To take your particular example: MEM++ will only have visible impact if MEM is in DRAM and MEM++ is executed frequently. That combination is something of an oxymoron: if it is accessed frequently it will be in cache, and if it isn’t then the memory stall will happen but its effect will be in the noise. So the case we have to worry about is when there are lots of different MEMs that are individually infrequently accessed but collectively matter. That’s a description of a “working set”; it is important that the working set fit in cache, or performance dies on any machine. The Mill pays a lot of attention to working set: the high entropy code, backless memory, streamers, whatnot.
Now if MEM is in fact coming from DRAM then OOO doesn’t buy much. Yes, it can execute ahead of the stall, but in practice in general-purpose code an OOO machine runs out of one resource or another quickly, and the DRAM stall happens anyway. (An exception is when there is a ton of independent unrelated ops available, as in BLAS benchmarks or any other code that SIMDs well – but that’s not your case and we do as well as OOO on that kind of code anyway).

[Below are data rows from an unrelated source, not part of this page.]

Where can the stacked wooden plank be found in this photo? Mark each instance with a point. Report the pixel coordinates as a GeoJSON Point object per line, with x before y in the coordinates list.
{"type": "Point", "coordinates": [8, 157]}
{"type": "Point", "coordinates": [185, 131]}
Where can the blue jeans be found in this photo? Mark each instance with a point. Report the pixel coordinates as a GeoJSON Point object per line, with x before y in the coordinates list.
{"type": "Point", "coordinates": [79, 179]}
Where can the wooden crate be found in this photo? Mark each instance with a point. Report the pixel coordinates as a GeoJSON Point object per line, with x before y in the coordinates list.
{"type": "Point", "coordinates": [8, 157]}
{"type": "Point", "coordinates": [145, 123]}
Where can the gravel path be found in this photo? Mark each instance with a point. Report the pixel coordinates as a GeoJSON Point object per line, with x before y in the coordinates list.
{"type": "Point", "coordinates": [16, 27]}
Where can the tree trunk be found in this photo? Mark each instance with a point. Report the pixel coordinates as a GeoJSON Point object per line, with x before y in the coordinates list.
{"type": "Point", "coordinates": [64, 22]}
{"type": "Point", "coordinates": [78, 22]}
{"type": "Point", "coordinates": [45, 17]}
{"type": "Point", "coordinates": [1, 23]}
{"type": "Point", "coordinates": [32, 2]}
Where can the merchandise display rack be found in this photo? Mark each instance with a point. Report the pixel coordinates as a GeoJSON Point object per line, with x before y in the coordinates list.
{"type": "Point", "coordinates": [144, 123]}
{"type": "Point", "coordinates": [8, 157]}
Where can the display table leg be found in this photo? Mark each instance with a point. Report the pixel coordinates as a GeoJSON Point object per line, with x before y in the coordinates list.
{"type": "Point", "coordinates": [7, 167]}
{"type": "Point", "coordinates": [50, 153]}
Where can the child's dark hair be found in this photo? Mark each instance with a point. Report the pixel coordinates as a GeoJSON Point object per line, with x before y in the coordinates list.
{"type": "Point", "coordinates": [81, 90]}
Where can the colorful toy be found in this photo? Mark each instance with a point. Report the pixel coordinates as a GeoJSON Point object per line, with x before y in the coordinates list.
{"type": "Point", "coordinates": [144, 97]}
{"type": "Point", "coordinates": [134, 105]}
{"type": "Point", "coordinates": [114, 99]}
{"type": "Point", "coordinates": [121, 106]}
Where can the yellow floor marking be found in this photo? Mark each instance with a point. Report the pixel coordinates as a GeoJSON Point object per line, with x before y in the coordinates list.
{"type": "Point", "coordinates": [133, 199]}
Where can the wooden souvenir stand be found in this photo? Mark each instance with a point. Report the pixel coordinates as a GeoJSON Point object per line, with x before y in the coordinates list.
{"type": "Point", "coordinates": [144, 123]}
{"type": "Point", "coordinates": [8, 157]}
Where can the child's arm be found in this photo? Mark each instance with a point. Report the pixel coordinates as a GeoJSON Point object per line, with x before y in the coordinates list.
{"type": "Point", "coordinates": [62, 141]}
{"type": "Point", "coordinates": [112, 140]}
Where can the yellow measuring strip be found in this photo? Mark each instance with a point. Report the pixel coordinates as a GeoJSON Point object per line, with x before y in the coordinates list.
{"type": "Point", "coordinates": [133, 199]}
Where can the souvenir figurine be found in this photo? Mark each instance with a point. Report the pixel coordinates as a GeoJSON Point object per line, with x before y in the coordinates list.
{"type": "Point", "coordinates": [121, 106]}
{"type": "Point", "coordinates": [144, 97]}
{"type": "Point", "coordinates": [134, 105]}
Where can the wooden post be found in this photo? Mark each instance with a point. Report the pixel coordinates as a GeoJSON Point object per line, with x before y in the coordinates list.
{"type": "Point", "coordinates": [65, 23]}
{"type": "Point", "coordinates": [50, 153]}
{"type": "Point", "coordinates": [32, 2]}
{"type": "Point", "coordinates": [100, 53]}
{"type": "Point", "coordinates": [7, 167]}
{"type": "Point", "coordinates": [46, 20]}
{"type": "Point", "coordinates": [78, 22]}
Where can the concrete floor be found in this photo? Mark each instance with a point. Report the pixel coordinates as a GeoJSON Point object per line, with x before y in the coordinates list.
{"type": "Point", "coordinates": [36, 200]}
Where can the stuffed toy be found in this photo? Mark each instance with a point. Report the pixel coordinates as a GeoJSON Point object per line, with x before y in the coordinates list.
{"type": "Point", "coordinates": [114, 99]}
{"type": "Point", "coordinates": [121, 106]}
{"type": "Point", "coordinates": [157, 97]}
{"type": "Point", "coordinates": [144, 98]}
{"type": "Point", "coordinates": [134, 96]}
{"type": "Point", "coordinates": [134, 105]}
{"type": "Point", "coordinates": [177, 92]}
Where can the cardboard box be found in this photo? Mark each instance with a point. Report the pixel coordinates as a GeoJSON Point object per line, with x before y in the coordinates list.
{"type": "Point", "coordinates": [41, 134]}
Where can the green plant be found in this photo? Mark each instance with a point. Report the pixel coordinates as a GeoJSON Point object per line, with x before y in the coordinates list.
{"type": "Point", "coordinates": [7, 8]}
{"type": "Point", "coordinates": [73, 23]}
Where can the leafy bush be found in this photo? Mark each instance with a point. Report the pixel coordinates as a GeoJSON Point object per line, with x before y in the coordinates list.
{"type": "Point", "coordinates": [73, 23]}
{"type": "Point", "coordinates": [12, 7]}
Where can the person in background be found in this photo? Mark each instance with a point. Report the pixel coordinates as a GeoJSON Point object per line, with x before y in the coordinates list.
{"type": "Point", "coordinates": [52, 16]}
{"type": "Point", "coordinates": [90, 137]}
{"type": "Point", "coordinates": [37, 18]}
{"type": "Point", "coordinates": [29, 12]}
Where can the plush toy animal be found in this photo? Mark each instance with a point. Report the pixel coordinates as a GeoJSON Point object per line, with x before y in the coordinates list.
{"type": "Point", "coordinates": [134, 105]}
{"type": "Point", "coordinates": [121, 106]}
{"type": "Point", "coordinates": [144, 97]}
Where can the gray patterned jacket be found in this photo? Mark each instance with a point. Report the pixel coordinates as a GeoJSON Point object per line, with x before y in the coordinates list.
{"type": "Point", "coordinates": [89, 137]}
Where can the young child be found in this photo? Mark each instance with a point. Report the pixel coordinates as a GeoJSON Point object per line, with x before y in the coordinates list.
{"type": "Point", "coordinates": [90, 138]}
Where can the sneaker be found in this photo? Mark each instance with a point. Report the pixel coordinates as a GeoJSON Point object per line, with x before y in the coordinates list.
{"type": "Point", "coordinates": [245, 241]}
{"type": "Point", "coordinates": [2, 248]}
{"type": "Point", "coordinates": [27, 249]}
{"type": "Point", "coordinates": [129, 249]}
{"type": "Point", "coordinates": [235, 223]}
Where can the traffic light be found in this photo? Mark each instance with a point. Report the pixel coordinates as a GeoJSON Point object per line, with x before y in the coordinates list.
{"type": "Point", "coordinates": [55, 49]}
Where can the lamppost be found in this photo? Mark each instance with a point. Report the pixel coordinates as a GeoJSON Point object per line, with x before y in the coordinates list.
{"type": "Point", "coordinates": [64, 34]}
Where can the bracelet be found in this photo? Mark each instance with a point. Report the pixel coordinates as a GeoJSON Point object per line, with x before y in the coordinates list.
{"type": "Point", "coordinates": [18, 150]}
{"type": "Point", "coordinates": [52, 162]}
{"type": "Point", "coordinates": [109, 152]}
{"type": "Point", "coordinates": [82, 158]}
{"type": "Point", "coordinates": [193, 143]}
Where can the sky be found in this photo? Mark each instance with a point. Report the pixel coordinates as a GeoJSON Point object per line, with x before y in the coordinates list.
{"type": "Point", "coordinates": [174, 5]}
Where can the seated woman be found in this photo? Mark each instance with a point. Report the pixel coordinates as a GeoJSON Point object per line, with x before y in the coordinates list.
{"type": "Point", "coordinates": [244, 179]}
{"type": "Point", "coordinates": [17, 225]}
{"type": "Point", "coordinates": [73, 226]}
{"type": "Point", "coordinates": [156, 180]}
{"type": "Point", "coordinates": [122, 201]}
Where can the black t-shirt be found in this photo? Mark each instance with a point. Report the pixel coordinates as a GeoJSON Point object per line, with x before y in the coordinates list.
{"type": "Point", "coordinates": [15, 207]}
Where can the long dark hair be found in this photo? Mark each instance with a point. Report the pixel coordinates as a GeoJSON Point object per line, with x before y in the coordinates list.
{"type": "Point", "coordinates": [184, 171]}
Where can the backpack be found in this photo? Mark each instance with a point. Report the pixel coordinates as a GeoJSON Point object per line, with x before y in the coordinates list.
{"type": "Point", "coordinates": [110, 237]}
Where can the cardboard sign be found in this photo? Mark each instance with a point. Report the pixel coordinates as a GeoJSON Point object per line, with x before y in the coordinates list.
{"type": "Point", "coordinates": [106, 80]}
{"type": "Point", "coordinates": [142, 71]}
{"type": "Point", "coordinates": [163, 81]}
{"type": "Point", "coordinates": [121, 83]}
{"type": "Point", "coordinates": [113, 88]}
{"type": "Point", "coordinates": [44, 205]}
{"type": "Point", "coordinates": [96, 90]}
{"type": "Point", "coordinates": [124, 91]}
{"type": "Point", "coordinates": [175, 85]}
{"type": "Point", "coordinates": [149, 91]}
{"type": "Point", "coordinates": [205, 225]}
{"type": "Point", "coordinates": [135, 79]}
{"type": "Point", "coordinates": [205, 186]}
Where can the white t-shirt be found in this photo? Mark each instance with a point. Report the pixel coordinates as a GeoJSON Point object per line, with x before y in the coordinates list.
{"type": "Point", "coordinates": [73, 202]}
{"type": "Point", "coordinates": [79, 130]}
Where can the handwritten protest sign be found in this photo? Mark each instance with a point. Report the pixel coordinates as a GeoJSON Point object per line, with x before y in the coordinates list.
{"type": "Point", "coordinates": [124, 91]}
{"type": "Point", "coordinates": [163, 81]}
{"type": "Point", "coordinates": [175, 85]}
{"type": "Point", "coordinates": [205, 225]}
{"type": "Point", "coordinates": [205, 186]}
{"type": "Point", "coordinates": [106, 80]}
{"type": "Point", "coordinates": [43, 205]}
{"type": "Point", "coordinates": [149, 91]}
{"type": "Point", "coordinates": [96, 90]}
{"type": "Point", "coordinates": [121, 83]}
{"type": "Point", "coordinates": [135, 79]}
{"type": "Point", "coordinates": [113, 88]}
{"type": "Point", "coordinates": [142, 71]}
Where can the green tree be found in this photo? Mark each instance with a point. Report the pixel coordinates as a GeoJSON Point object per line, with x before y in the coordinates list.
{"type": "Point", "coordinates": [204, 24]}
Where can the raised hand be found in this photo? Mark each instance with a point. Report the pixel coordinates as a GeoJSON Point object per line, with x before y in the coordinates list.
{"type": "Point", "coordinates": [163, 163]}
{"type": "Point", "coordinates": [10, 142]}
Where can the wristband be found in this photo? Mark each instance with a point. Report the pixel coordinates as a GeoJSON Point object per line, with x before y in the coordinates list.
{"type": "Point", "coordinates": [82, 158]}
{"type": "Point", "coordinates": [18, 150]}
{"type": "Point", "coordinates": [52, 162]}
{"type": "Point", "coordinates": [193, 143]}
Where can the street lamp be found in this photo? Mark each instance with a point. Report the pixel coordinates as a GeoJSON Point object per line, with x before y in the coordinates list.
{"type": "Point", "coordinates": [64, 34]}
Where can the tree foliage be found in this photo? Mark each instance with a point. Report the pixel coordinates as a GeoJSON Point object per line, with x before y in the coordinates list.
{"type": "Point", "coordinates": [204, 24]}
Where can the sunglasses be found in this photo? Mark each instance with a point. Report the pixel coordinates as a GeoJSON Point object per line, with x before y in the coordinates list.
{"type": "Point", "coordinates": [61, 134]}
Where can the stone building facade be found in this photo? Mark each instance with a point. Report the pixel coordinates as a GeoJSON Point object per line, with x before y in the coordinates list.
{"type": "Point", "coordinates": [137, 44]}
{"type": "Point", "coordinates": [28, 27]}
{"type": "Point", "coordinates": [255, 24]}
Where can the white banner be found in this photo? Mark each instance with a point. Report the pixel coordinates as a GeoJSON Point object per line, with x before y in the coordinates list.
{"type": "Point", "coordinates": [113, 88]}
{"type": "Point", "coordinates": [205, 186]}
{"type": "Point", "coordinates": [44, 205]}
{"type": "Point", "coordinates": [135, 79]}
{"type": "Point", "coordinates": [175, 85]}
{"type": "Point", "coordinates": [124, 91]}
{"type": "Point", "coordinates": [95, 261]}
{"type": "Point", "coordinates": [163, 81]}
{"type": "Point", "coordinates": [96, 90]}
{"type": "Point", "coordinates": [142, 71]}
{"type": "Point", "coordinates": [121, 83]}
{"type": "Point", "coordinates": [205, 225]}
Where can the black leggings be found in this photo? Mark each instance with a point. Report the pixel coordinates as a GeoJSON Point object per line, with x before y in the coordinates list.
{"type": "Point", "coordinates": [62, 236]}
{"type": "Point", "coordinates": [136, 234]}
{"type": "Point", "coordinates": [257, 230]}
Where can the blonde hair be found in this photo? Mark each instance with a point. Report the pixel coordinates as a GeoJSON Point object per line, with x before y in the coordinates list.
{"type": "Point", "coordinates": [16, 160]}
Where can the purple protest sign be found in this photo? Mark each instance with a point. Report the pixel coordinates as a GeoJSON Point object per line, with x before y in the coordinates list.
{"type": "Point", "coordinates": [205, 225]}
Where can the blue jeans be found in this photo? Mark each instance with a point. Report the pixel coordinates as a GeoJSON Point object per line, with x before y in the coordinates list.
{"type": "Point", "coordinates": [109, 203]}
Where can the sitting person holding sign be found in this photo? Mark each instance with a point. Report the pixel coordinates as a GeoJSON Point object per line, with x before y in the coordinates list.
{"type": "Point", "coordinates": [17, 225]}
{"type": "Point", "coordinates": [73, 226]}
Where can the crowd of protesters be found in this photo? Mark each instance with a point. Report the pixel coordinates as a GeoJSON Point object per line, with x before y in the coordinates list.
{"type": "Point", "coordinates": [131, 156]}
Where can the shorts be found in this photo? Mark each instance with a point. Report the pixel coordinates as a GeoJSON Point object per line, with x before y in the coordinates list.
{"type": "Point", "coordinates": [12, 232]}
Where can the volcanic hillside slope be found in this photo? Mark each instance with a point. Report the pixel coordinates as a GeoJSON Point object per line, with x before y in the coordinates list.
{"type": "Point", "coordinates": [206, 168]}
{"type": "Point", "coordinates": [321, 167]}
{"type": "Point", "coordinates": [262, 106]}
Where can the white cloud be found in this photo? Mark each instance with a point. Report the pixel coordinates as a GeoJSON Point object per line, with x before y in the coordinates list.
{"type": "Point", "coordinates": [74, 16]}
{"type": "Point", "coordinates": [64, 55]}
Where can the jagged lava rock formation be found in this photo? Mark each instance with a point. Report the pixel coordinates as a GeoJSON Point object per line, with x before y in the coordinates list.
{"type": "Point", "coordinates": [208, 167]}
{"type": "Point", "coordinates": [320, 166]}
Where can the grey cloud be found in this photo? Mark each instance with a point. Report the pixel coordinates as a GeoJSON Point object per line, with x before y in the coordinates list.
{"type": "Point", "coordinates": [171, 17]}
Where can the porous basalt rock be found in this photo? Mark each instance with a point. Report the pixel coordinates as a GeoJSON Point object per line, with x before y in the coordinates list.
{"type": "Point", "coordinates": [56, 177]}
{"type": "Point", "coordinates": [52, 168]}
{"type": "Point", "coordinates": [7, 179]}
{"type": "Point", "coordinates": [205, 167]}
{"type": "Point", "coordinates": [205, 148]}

So let’s get more realistic and say that both the OOO and the Mill have the working set in the (LLC) cache, and that MEM is unrelated to what is following after the return. Then yes, Mill deferred loads won’t help, because the function is doing nothing but the increment, while the OOO deferral of execution will help because the increment can be overlapped with the caller – so long as nothing happens to drain the pipe, like an interrupt or mispredict. Like I said, it’s easy to find bounded cases where OOO is better.
But customers don’t care about cases, they care about whole programs. You hypothesize that the MEM++ function cannot be inlined. Well, sure, but if you cared about your performance why would you prevent inlining? And there are system-level tradeoffs to consider: in this case OOO might save a 10-cycle LLC delay, but then the cost is a 15 cycle mispredict stall – evey time – instead of the Mill’s five cycle, and a heat/power budget that prevents adding another core or two that the Mill can have.
In some cases CPU engineering provides absolute guarantees that one approach is better than another: more instruction cache at the same power and latency is better, for example. But other matters are complex tradeoffs, for which the design answers often boil down to a seat-of-the-pants feeling that “real programs don’t do that”.
We can’t wait to publish our tool chain and sim so people can actually measure real programs. No doubt we will find that some of the things we thought were cool ideas turn out to not buy much, and we will find unsuspected bottlenecks. Measurement will tell. As we have long said as a sort of inside joke: “Only Mr. Sim knows!”